26 décembre 2019 Karl Smallwood
Sur la pittoresque île thaïlandaise de Koh Sumai, nichée dans le temple Wat Khunaram, se trouve le corps momifié de l'un des moines les plus célèbres de la Thaïlande, Luang Pho Daeng. Remarquablement bien conservé, le corps de Luang Pho Daeng a été exposé dans les années 1970 et est toujours là aujourd'hui, pratiquement inchangé depuis le jour de son décès, à l'exception notable d'une paire géante de lunettes de soleil Ray-Ban qui ont été ajoutées plus tard. Alors, comment son corps reste-t-il si naturellement bien préservé et pourquoi porte-t-il des ray-Bans ?
Né en 1894 à Koh Sumai, Luang Pho Daeng devint d'abord ordonné comme moine bouddhiste dans la vingtaine. Cependant, il n'est resté moine que quelques mois avant de décider d'abandonner la poursuite d'élever une famille et de vivre une vie autrement normale. Cela dit, son bref séjour en tant que moine a eu une profonde incidence sur la vie de Luang Pho Daeng et a guidé ses actions au cours des décennies qui ont suivi. Par exemple, pendant la Seconde Guerre mondiale, Pho Daeng, un homme d'affaires prospère sur le plan financier durant sa vie adulte, a donné de grandes sommes d'argent ainsi que des vêtements et des médicaments aux personnes dans le besoin et a autrement accordé une grande valeur à toute vie.

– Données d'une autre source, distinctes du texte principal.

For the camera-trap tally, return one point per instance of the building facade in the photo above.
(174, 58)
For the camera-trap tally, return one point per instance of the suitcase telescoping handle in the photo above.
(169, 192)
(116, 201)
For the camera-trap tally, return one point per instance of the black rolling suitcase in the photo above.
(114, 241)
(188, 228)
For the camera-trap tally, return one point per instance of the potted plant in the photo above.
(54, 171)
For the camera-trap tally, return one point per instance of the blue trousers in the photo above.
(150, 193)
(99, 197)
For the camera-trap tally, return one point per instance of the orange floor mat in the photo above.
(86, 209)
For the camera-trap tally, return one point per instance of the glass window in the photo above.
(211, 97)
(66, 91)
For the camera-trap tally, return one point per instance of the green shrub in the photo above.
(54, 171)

C'est aussi vers cette époque, en 1944, à l'âge d'environ 50 ans, qu'il décida, apparemment avec l'appui de sa femme et de six enfants maintenant adultes, de redevenir moine.
Après avoir été ordonné, Luang Pho Daeng s'est lancé dans l'étude des textes bouddhistes et a été fasciné par diverses techniques de méditation, devenant bientôt maître méditateur, en particulier de la méditation Vipassana, qui se traduit littéralement par « voir clairement ».
Son habileté à méditer était telle qu'il aurait pu méditer pendant plus de 15 jours à la fois, période pendant laquelle il ne bougeait ni ne consommait ni nourriture ni boisson. Bien que l'homme lui-même ait prétendu qu'il n'avait pas besoin de nourriture pendant ses séances de méditation au marathon, il était souvent averti par les médecins qu'il causait des lésions graves à son corps par ses épisodes réguliers prolongés sans apport de liquide ou de nourriture.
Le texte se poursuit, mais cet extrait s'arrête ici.